I have begun looking for something bigger than my lawn tractor to use to skid trees, mow, plant wildlife food plots, etc. Requirements are small size, maneuverable, 3 point PTO. Found this guy available in the states now:
















21 HP Lombardini diesel, 4wd, 47" turning radius. Looks like a miniature skidder to me. Just don't know about not being able to put a loader on the front. A skidsteer like Daren and TT use wouldn't get the planting done, I don't think. What is everyones opinion?


----------



## JDavis21835 (Mar 2, 2009)

Why not just get something out of the 4000 series deere tractors. You can put a loader on them. Im sure you can steer fairly tight, but being hydro staticly driven, I dont think they have steering brakes.


----------



## TexasTimbers (Oct 17, 2006)

I don't know how many acres of tree-planting you are working with, but tractors, even articulated ones like the Deere shown, cannot compete with the versatility of a skid steer and the attachments/implements available. 

This is an ongoing debate and there are so many variables that it's impossible to reach a conclusion unless the buyer is honestly wanting the best machine for the job. I own tractors and one skidsteer. I can tell you from experience all three machines have their place. To say a tractor in general, or a skid steer in general is "better" is not understanding the demands that will be asked of the machine. 

From what little I understand of your requirements I would have to say hands down it would be a medium to large HP skidsteer (40HP - 65HP), unless you are doing a lot of residential landscaping finish work. Skidsteers are not too easy on nice lawns, but they can prep one for the finish work 10 times faster than any tractor, articulated or not. And in a log yard for a small operation skidsteers absolutely rule. All things being equal, I will pit my 42HP skidsteer and LT40, against *any *HP tractor and a LT70 any day and twice on Sunday. I would smoke the LT70 and huge (or medium/articulated) tractor in board feet. No contest. 

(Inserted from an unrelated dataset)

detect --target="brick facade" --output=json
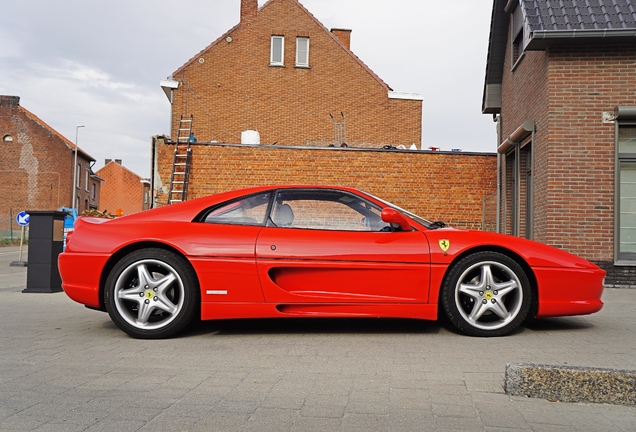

But, if you are inclined toward tractors, nothing I say will convince you otherwise, even if I tell you tractors are signficiantly more dangerous, especially in a logging/mill yard environmet. But they are definately more dangerous. 

Just my 2 pennies.


----------



## jeffreythree (Jan 9, 2008)

TT, now you got me thinking. One of these gets part of my planting work done:








Now, I just need to find a way to work with seed for the foodplots. I could always use my lawn tractor to spread seed at my place, but this show needs to go on the road and the little guy is a little worse for wear after filling up with water. I agree the skidsteer is safer and the attachments available make it a good choice, except for planting seed I guess.


----------